In a notice published today in the Federal Register, the Office of Federal Contract Compliance Programs (OFCCP) deems the two years of pay data being collected by the Equal Employment Opportunity Commission (EEOC) of no use because “it does not expect to find significant utility in the data.”
The pay data collection was instituted in 2016 by the Obama EEOC as a vehicle to enforce gender and race pay equity, but the incoming Trump administration promptly canceled the initiative, saying that the agency hadn’t provided enough time for public commentary.

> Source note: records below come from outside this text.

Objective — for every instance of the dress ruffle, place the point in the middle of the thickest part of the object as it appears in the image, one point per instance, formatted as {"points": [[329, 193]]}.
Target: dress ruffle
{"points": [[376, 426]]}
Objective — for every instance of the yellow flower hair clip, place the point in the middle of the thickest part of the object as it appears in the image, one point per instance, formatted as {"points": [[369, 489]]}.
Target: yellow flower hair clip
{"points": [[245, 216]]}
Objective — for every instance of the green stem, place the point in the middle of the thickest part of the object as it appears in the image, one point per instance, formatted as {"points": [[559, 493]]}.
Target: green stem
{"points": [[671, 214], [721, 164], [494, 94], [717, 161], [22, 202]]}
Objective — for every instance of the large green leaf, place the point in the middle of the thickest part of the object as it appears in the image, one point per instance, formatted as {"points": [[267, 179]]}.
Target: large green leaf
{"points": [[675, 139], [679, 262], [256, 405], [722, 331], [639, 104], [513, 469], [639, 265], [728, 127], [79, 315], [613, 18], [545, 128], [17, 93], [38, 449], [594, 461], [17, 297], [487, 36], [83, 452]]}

The National Women’s Law Center (NWLC) then sued, and a federal judge in the District of Columbia reinstated the data collection for two years. The EEOC keeps trying to wrap up the currently ongoing collection of Component 2 pay data — broken down by job category, race, sex and ethnicity — for 2017 and 2018, but the judge has ordered the agency to keep collecting until at least Jan. 31, 2020. (The original deadline was Sept. 30, 2019.)
In light of the EEOC’s recent announcement that it would not collect data beyond the court-ordered period, coupled with the OFCCP’s dismissal of the data as not useful, Emily Martin, vice president for education and workplace Justice at the NWLC, said that decision “makes it clear that its priority is protecting employers from scrutiny rather than enforcing pay discrimination laws.”